The story of FLARE: Fast Low-rank Attention Routing Engine

Attention, the core mechanism of transformers, becomes prohibitively expensive at large sequence lengths. This post explains the ideas behind FLARE, an attention operator designed to retain global communication while scaling to million-token regimes on a single GPU.

Rather than focusing on architectural novelty for its own sake, the goal is to understand attention as a communication operator and ask a simple question: can we keep the benefits of global message passing without paying the full quadratic cost?

This post complements our latest paper (arXiv:2508.12594). See my dissertation proposal talk on this topic!

FLARE overview


Why this problem is hard

Attention is now used across language, vision, and scientific machine learning. The scaling bottleneck appears everywhere. For a sequence of $N$ tokens, standard self-attention requires $O(N^2)$ compute and memory, which quickly becomes impractical beyond tens of thousands of tokens.

We are particularly motivated by partial differential equation (PDE) surrogate modeling, one of the most demanding settings for attention:

  • Inputs are large and geometry dependent.
  • Meshes are often unstructured, so ordering tricks are unreliable.
  • Accurate predictions require long-range interactions across the domain.

Linear attention methods reduce cost but often struggle to match accuracy in these regimes. The challenge is not just scaling attention, but scaling it without losing expressive global communication.


PDE surrogate modeling

For a PDE

$$ \mathcal{L}(\boldsymbol{x}, t, \boldsymbol{u}; \boldsymbol{\mu}), \quad \boldsymbol{x}\in\Omega, $$
we view learning as approximating a solution operator \(\mathcal{G}\) that maps parameters to fields:
$$ \boldsymbol{u}(\boldsymbol{x})=\mathcal{G}(\boldsymbol{\mu})(\boldsymbol{x}). $$
In practice, we train on many \(\boldsymbol{\mu}\to \boldsymbol{u}\) pairs and require generalization to unseen \(\boldsymbol{\mu}\). In the slide below, \(\boldsymbol{\mu}\) is effectively the geometry \(\Omega\), and the target is a strain field on unseen domains.

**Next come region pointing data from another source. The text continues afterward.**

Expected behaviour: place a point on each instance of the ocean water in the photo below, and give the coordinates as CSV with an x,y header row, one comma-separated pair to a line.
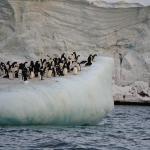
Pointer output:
x,y
126,128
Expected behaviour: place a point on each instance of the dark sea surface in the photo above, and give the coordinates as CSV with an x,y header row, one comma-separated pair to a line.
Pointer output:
x,y
126,128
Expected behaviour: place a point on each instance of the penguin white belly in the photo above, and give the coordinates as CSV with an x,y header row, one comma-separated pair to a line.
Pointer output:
x,y
49,74
78,67
32,75
39,75
75,71
65,71
11,76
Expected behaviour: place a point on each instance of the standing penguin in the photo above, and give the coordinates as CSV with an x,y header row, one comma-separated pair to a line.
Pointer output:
x,y
11,75
89,61
75,70
65,71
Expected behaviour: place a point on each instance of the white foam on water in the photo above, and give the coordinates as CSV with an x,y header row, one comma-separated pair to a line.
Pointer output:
x,y
72,100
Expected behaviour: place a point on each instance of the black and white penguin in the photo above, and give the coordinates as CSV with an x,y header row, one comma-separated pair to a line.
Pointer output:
x,y
89,61
37,68
75,70
93,57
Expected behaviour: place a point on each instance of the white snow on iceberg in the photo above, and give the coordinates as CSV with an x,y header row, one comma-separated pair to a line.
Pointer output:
x,y
72,100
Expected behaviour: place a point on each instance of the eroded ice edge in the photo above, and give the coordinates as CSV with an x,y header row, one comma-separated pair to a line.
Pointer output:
x,y
71,100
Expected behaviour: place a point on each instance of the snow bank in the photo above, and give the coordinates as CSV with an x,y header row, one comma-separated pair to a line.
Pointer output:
x,y
72,100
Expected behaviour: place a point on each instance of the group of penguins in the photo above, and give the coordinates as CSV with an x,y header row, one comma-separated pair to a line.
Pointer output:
x,y
50,67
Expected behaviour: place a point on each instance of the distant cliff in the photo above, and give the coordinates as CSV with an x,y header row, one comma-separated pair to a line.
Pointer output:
x,y
37,27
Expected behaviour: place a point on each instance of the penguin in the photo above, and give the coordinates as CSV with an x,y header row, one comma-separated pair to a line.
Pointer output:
x,y
75,70
78,67
11,76
32,75
49,74
54,72
93,57
24,73
89,61
65,71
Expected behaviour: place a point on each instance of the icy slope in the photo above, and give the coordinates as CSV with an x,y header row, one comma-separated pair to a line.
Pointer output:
x,y
78,100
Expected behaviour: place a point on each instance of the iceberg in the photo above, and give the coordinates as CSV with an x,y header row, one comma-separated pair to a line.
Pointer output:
x,y
82,99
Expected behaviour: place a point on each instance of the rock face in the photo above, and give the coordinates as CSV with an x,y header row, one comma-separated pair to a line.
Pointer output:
x,y
37,27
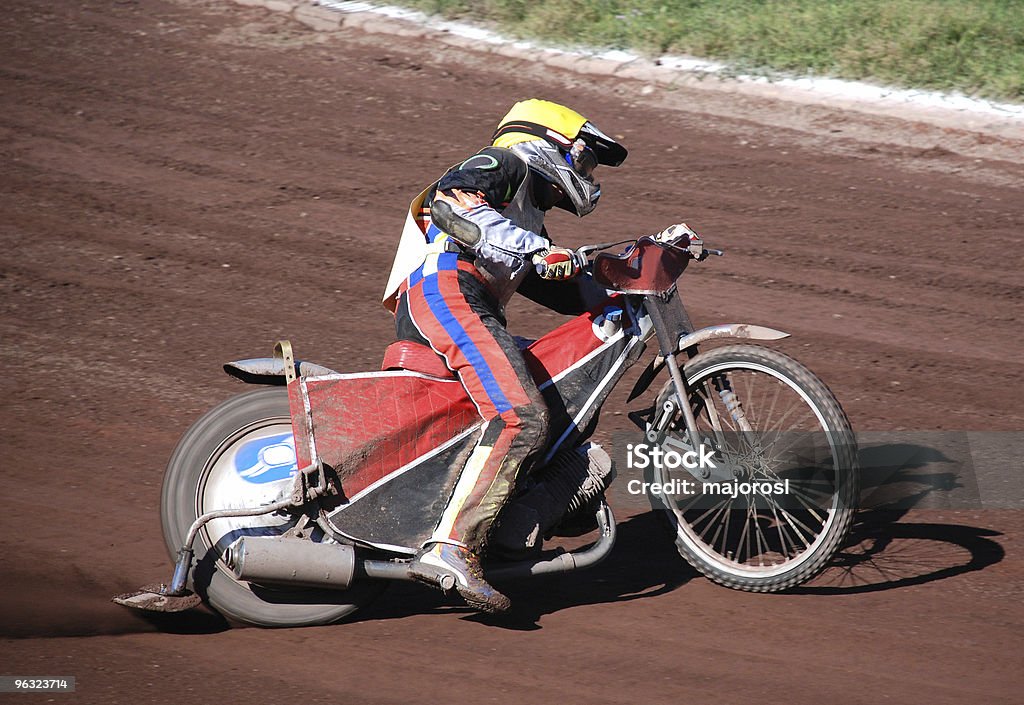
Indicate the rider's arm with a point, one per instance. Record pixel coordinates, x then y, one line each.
468 202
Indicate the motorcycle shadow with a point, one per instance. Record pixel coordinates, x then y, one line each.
643 564
884 552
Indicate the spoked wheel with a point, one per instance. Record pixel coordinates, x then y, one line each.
242 454
783 496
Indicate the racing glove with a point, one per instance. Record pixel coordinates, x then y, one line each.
556 263
680 234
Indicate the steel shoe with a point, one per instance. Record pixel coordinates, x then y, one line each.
440 561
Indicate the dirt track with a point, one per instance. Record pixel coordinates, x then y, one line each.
185 182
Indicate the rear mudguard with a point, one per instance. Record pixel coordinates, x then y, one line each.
271 370
728 330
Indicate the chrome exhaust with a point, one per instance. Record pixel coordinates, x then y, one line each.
291 562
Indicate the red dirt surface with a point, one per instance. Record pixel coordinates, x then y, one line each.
186 181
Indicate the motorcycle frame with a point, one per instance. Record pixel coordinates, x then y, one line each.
649 315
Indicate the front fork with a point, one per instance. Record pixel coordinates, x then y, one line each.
669 317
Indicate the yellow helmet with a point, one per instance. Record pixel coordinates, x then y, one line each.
562 147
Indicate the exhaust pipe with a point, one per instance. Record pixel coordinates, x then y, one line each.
291 562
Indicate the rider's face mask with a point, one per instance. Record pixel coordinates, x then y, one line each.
582 159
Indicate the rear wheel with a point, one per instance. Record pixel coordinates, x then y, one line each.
242 454
783 500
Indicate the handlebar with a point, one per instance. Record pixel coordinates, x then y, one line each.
695 249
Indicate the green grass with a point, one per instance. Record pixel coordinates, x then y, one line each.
972 46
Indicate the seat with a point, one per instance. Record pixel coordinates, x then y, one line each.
406 355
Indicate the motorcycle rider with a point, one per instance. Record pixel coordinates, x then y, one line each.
471 240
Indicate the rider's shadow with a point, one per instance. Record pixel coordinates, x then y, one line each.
643 564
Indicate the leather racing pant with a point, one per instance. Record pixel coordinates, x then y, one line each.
453 310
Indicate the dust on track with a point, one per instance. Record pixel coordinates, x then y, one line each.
185 182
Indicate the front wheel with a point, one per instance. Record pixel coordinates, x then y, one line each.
782 499
242 454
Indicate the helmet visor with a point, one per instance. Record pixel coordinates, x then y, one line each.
582 159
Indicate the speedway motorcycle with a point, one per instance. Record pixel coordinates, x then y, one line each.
296 503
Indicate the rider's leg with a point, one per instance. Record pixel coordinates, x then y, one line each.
457 315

Slide 15: PDE surrogate motivation

Token mixing in transformers

A transformer block is conceptually two operations:

  1. pointwise nonlinear transforms (MLPs),
  2. global message passing (self-attention).

Slide 16: Transformer ingredients for PDEs

For PDE data, we avoid token clustering heuristics and treat each mesh point as a token. Standard attention computes, for each output token, a distribution over all inputs:

$$ y_n = \sum_m \frac{\exp\left(q_n^T \cdot k_l \right)}{\sum_l \exp \left(q_n^\top \cdot k_l \right)} v_l $$

This all-to-all routing is powerful but expensive. At million-token scale, even a single forward-backward pass can take tens of seconds. The goal is to keep global communication while reducing the number of messages that must be exchanged.

Slide 17: Quadratic self-attention bottleneck

Why global communication still matters

In many physical systems, forward operators are local, but solution operators are effectively dense. A model that communicates only locally will miss long-range dependencies that determine the final field.

However, physical signals are often smooth at resolved scales. Smoothness implies redundancy: nearby tokens frequently carry similar information for distant targets. This suggests we may not need to send separate messages from every token if we can aggregate similar ones.

This observation motivates a low-rank communication view of attention.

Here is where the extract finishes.